Zerochan.net is one of famous anime/game/CG imageboards with strong community and modest crossposting with other imageboards.
It has specific tagging system - close to e-shuushuu-net - but not to mainstream danbooru / safebooru / yande-re / konachan / sankaku.
That's why Zerochan is a good distinct source for investigation of non-photographic images and their metadata.
This release covers dates between **01.01.2018 (ID=2241236) and 08.03.2020 (ID=2878994)** - the beginning of series
of composite rips Safebooru+ (https://nyaa.si/view/1265063 and next on) where Zerochan included as one of sources.
_NOTE the zerochan-2017 rip on russian tracker (https://rutracker.org/forum/viewtopic.php?t=5478026) just before this one_
#### Release contains:
- 280642 images in 638 zipped folders (2241xxx-2878xxx) partitioned by 1.000-th ID
* filtered by size
~ least(image_height,image_width)>=1080 -- fullHD wallpapers as minimum
~ image_height*image_width>=1200000 -- 1100x1100 included
~ image_width/image_height between 0.25 and 4 -- not too disproportional
* renamed **"zerochan - id - up_to_3_sources ~ up_to_5_characters (up_to_2_artists).ext"**
~ tags concatenated via "+", spaces replaced with underscores
~ maximum file name length 220 symbols, characters tags may be truncated if too long
* image formats - JPG, PNG, GIF - **with no transformation**
* some gentle deduplication made (only visually identical images dropped)

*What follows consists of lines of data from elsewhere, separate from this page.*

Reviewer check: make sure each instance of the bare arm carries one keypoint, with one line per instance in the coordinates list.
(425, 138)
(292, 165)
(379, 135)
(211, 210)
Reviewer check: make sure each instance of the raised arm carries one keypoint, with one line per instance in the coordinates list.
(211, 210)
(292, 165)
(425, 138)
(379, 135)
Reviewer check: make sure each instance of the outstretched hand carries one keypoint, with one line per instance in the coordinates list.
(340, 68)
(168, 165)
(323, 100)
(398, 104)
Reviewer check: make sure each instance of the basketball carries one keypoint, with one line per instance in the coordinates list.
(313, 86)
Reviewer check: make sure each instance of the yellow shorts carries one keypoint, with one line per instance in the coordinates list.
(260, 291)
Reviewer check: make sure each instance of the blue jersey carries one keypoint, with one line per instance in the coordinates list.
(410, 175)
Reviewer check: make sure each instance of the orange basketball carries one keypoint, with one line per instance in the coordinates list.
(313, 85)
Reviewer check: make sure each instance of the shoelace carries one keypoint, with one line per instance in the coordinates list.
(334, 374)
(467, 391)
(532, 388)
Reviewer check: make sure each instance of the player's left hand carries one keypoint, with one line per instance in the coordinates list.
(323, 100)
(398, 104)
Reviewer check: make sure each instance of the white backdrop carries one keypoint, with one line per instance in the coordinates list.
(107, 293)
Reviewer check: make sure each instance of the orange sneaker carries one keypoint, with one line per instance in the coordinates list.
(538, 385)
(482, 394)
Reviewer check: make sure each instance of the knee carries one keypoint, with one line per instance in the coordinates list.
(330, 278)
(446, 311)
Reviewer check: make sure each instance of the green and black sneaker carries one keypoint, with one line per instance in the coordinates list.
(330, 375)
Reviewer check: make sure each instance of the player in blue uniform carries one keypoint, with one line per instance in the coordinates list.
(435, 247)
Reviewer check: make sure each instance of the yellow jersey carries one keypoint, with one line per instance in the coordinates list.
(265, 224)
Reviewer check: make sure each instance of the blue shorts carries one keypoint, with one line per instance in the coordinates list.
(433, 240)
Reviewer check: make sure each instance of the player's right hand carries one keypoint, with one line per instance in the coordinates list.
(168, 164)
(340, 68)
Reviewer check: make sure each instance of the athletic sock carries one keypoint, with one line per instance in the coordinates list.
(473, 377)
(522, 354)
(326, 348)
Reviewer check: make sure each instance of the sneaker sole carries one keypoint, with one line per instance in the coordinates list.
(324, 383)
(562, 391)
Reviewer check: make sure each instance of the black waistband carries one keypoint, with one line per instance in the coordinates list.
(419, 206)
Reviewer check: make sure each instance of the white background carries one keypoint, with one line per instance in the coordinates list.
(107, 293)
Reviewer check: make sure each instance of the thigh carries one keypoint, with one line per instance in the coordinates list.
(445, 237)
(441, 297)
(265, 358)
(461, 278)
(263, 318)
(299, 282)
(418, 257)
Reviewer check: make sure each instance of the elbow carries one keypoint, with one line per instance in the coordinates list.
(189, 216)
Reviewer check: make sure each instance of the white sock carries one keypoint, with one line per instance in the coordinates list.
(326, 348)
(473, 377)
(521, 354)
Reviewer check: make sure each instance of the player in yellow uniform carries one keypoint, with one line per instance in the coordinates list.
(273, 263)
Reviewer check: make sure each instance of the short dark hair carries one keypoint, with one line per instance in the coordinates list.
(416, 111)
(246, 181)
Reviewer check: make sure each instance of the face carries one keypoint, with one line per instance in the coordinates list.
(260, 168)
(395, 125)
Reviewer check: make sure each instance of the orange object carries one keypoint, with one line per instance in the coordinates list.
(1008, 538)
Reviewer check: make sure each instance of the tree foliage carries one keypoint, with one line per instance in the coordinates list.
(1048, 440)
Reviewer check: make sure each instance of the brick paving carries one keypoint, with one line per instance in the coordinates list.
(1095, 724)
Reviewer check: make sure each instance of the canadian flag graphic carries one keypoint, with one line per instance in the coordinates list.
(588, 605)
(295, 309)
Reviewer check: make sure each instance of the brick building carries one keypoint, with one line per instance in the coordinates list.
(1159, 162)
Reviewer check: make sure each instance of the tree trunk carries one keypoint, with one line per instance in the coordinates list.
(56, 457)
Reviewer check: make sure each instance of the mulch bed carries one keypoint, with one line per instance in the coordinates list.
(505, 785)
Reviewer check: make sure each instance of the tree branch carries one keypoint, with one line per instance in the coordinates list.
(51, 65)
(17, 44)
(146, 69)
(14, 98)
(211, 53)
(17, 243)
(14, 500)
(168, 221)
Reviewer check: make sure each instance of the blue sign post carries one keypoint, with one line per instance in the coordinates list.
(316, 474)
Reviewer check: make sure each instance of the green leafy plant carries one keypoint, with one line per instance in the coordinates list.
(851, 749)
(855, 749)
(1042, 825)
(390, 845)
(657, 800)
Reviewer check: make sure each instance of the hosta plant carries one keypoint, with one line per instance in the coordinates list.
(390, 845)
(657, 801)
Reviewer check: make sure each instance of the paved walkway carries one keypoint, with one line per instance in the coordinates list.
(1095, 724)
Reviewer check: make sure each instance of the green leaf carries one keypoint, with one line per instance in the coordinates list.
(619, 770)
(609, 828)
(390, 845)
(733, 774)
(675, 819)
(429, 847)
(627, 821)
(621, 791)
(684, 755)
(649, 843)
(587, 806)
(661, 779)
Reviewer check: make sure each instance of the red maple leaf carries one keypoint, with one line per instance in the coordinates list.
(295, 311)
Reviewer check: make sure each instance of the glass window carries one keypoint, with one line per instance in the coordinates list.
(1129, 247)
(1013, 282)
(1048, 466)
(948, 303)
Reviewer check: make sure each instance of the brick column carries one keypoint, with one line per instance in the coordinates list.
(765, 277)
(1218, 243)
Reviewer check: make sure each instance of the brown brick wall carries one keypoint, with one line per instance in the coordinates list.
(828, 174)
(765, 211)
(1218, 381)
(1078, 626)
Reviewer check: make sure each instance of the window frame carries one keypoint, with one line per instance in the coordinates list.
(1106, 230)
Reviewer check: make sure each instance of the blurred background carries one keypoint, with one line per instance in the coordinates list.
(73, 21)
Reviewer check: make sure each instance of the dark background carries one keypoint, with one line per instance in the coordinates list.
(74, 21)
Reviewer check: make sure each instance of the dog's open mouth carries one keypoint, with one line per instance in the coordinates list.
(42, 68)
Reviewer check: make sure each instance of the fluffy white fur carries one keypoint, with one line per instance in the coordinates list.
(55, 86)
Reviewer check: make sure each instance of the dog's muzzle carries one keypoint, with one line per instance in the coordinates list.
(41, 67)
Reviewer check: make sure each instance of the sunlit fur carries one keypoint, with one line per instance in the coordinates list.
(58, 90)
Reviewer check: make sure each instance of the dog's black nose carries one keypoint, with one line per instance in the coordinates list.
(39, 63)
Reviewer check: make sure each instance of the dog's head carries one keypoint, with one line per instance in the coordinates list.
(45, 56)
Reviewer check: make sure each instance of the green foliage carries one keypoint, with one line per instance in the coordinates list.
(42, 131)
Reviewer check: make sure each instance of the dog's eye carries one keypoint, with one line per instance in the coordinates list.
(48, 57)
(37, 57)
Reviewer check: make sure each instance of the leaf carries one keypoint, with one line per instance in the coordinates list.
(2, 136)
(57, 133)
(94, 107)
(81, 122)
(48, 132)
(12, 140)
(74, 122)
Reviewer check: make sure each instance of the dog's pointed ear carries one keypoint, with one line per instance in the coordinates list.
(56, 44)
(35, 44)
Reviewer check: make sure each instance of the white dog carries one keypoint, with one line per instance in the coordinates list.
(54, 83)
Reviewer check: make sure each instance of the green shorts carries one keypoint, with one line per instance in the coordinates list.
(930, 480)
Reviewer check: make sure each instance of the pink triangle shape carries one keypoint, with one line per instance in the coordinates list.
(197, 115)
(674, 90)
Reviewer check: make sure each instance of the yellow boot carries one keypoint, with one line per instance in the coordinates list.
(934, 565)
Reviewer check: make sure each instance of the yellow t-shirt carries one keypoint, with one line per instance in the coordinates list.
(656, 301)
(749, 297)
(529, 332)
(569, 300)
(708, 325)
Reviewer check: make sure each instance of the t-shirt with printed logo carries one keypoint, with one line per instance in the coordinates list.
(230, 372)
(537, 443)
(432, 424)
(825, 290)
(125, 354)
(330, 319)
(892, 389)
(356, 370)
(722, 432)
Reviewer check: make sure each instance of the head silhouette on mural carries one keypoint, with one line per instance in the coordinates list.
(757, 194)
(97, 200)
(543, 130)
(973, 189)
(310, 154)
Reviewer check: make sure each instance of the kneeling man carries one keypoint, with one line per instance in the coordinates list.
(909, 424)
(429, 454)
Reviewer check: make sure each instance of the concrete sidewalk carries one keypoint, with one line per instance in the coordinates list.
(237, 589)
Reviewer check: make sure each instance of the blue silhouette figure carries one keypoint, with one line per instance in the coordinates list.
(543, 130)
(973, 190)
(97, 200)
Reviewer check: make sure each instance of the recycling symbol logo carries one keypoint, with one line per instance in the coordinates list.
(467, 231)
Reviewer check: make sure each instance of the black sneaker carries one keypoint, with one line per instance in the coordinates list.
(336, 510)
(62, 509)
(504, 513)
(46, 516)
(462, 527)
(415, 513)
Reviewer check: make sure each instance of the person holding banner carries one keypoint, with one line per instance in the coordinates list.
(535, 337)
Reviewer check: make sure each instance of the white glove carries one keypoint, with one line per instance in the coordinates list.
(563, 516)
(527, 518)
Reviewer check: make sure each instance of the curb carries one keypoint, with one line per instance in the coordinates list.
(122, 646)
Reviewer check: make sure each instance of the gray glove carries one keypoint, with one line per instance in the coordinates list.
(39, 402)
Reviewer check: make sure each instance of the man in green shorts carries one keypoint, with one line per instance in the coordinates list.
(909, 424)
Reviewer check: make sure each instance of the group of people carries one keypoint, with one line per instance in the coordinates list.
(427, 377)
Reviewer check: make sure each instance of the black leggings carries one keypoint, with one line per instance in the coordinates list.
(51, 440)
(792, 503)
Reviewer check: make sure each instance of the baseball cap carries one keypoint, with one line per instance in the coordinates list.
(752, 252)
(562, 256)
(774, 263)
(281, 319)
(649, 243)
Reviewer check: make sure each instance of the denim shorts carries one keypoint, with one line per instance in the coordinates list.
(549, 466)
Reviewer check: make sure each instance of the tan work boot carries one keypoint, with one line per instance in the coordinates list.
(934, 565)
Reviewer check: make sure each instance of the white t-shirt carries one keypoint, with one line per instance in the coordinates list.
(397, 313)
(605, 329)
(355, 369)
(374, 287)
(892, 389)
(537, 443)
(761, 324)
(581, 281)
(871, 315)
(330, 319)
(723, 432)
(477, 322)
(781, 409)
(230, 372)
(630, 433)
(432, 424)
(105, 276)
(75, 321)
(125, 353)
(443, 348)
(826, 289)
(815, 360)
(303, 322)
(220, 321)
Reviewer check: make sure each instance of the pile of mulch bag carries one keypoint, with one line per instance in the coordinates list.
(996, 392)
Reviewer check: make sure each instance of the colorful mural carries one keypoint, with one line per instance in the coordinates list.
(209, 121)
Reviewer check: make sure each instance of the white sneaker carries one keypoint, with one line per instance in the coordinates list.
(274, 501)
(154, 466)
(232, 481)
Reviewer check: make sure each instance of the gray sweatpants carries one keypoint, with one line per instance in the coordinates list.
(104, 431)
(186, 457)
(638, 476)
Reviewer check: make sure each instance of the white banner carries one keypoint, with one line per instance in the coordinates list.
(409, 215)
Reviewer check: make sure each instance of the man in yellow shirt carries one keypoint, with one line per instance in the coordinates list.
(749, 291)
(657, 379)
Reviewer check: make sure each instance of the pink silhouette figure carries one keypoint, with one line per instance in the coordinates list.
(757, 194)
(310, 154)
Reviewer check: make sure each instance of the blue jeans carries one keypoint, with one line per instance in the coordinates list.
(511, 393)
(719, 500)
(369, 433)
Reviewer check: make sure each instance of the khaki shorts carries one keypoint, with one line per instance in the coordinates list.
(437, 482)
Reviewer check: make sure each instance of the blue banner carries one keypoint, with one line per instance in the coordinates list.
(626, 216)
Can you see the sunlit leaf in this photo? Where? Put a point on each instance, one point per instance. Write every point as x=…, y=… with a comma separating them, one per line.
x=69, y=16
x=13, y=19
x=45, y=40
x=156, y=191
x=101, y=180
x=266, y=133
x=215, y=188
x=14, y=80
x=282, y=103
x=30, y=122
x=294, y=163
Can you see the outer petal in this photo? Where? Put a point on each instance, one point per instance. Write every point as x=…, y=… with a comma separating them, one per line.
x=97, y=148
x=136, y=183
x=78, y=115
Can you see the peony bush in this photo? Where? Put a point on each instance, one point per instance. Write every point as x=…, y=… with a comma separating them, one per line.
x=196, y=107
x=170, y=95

- some metadata for every image (Tab Separated Values text "ZERO_POSTS.TSV" in root folder)
* grabbed from web page (wherever is was successful)
* calculated locally (e.g. MD5)
* evident structure described with header line
- tag info, equivalent to Copyright / Characters / Artists tag types on other boorus ("ZERO_TAGS.TSV" - 3335840 rows)
* used for file renaming wherever possible
* non-ascii symbols replaced or suppressed
* TAG_CATs are 3=copyright, 4=character, 1=artist, 0=others
- STUFF directory with some scripts to illustrate downloading and processing
* Batch (Windows) and Python for grabbing and calculations
* database (Oracle) SQL scripts to illustrate renaming method
* not completely "ready to use" but key "building blocks"
To browse images inside zips use FastStone MaxView.
Because of huge torrent size I recommend to download it on per-zip basis not to stuck on uncomplete zips.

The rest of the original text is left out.